En La Rosada, en cambio, no hay registros ni archivos de los autos oficiales que pasaron por esa institución, aunque Rohner recibió recientemente una propuesta para exponer su Buick durante los meses de verano en el Museo del Bicentenario, ubicado en la Casa de Gobierno en Buenos Aires.

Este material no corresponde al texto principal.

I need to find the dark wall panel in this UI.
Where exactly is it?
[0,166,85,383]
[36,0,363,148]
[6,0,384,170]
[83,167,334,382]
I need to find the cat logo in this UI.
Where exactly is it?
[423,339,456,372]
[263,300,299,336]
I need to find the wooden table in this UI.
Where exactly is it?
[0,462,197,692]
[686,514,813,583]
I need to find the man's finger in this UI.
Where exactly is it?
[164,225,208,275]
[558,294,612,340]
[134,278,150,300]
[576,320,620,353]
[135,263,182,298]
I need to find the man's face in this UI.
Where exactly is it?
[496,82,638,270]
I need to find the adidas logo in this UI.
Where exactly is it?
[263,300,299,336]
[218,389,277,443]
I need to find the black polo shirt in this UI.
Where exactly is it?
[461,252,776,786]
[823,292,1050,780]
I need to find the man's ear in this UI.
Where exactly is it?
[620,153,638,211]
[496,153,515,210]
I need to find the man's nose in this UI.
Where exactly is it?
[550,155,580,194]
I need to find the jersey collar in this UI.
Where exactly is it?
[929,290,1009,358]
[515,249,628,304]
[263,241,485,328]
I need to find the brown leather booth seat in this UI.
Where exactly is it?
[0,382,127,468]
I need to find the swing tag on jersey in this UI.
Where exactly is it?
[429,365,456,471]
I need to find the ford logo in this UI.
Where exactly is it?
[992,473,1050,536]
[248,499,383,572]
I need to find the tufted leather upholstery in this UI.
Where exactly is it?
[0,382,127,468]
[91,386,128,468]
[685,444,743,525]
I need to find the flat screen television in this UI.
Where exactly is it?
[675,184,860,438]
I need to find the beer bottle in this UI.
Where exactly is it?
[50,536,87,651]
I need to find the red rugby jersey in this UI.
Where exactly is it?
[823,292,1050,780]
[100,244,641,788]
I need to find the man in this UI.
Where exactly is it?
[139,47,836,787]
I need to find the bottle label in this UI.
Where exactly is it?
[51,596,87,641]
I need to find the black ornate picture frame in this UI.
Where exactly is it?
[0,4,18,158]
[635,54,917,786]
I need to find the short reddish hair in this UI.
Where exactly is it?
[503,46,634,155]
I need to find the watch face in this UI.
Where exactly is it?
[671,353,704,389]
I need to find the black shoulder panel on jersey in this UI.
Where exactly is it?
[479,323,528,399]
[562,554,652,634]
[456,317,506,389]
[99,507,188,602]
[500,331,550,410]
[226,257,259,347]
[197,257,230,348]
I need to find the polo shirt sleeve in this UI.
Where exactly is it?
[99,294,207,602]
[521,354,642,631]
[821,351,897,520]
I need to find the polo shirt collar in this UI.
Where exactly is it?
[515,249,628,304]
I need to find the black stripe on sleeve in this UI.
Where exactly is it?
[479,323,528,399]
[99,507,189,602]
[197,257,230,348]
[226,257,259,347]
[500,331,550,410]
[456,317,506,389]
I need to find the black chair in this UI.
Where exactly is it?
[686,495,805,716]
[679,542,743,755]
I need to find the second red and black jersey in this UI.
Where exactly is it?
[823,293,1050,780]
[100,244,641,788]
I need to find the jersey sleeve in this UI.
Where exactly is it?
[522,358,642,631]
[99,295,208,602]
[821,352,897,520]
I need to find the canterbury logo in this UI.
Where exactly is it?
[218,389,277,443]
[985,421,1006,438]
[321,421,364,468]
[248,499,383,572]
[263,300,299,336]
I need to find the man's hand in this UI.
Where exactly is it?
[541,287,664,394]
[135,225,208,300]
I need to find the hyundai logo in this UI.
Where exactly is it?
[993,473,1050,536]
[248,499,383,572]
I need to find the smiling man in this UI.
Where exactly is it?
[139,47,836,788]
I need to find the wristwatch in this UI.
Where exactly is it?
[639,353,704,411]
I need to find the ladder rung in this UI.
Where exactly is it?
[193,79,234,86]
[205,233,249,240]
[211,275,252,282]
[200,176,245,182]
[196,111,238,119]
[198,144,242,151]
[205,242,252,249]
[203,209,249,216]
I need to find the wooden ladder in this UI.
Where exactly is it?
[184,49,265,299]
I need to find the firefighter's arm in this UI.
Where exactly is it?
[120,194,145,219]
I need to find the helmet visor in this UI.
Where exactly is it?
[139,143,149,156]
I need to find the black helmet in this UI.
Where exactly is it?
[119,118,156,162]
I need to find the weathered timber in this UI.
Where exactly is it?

Por ahora, quienes se asomen al Rally de las 100 Millas Históricas de Paraná, que se realizará a principios de noviembre, podrán ver rodar esta joya que es parte de la historia del Siglo XX, por las lomadas de nuestro Litoral.

 

Buick 1950, el auto de la gran dentadura

Uno de los símbolos más importantes del poderío y la opulencia de los vencedores de la Segunda Guerra Mundial eran los grandes automóviles, vistosos y potentes. En Europa, la parrilla del Buick construido en Estados Unidos fue conocida como “the dollar grin”, la sonrisa de los dólares, porque representaba la riqueza de ese país en plena reconstrucción europea de posguerra. Los principales fabricantes de la época eran la General Motors, Ford y Chrysler, pero para fines de los años 40 aparecieron empresas como Studebaker y Hudson que intensificaron la competencia, acelerando el desarrollo de nuevos modelos en los automotores. Los Biuck, fabricados por GM, adoptaron un estilo contemporáneo inspirado en la aeronáutica. En 1950 se presentó una variedad de modelos en tres series: Special, Super y Roadmaster. La particularidad de la línea era que la parrilla estaba compuesta por nueve dientes salientes (“buck teeth”) que cubrían el paragolpes. En los modelos anteriores, estos dientes eran más discretos y estaban detrás del paragolpes. Al año siguiente se decidió no continuar con la famosa parrilla de dientes protuberantes porque en caso de colisión eran vulnerables al estar delante del paragolpes; y además porque cada diente era diferente, y las casas de repuestos tenían que tenerlos a todos en sus inventarios.